But I won’t end our walk on that note. Instead, I’ll end this story with a little story inside the story. When Liz’s chair didn’t fit through the cement barricades at the foot of Snake Hill, she motored around to a space where she noticed the curb was missing and drove right up and through it.

While Ann checked out the ground for a smooth ride, Liz made it to the other side of the cement blocks. But like my Mini on some roads where I scratch bottom, the curb was too tall on the other side for her chair to make it down. Ann said it could break her wheels.

Well, Liz wasn’t at all happy about that, honestly, not at all. And this is where I noticed our true sisterhood. Don’t tell us we can’t do something. It will only drive us forward!
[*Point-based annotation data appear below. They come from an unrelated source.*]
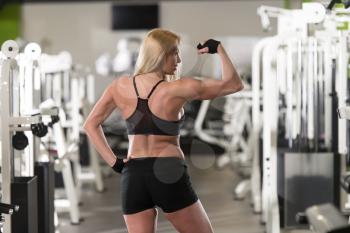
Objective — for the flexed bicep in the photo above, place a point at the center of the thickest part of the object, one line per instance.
(102, 109)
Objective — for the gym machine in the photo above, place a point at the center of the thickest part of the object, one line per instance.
(303, 82)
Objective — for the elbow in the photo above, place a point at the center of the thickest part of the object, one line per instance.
(239, 87)
(87, 126)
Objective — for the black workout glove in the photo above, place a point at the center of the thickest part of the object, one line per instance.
(118, 166)
(211, 44)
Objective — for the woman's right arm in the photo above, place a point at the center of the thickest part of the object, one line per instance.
(230, 82)
(92, 126)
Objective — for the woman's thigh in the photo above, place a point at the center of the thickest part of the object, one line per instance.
(191, 219)
(142, 222)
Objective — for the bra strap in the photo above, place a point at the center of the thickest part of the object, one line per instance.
(133, 80)
(154, 88)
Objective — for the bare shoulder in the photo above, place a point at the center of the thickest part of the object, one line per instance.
(185, 88)
(119, 89)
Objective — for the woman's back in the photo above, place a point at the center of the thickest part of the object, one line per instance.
(164, 107)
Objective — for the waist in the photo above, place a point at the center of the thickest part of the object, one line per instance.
(154, 164)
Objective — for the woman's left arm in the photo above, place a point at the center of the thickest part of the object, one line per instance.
(92, 126)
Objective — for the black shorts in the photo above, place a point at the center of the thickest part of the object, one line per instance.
(150, 181)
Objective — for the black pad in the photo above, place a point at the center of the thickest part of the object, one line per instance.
(345, 183)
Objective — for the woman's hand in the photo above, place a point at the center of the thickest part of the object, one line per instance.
(210, 46)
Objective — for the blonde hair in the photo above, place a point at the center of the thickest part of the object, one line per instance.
(157, 44)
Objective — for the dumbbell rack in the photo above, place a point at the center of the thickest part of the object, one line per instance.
(10, 123)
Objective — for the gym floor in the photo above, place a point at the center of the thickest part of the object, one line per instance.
(102, 211)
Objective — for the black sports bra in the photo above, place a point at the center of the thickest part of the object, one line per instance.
(143, 121)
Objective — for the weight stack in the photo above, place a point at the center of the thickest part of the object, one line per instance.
(46, 194)
(24, 192)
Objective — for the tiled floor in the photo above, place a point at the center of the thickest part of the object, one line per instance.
(102, 211)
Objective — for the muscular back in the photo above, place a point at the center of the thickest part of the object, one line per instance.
(162, 103)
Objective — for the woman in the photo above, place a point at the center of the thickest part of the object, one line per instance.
(155, 173)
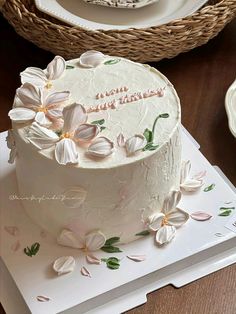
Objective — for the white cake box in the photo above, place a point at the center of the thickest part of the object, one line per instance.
(199, 248)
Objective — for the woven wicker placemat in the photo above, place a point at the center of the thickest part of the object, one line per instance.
(143, 45)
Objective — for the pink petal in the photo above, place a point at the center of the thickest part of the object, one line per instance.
(84, 271)
(66, 152)
(101, 147)
(200, 216)
(74, 115)
(30, 95)
(12, 230)
(42, 298)
(137, 258)
(171, 201)
(56, 68)
(120, 140)
(15, 246)
(91, 259)
(86, 132)
(56, 98)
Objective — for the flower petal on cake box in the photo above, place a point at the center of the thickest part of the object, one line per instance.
(135, 144)
(85, 272)
(42, 119)
(70, 239)
(34, 76)
(200, 216)
(137, 258)
(86, 132)
(94, 240)
(21, 115)
(56, 98)
(185, 170)
(74, 115)
(121, 140)
(177, 217)
(66, 152)
(101, 147)
(41, 137)
(30, 95)
(91, 59)
(165, 234)
(64, 265)
(155, 221)
(171, 201)
(56, 68)
(191, 185)
(91, 259)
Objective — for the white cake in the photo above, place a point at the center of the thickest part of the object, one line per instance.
(102, 172)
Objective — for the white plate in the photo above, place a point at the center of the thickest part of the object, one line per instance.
(230, 106)
(79, 13)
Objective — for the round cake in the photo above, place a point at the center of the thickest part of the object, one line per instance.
(97, 145)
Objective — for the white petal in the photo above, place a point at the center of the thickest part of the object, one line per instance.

We’ll be back, hopefully next Tuesday or Wednesday, with a new story. In the meantime, I’ll let the Friends of Lake Park know we need a plank to make Snake Hill truly Accessible. Or we’ll bring our own 2 x 4!

Fellow writers at work


And one for the road:

Forget about what’s happened; don’t keep going over old history. Be alert, be present. I’m about to do something brand-new. It’s bursting out! Don’t you see it? There it is! I’m making a road through the desert, rivers in the badlands.” Isaiah 43: 18-19 (The Message) I love Eugene Peterson’s interpretation: “making rivers in the badlands”. Let’s do it!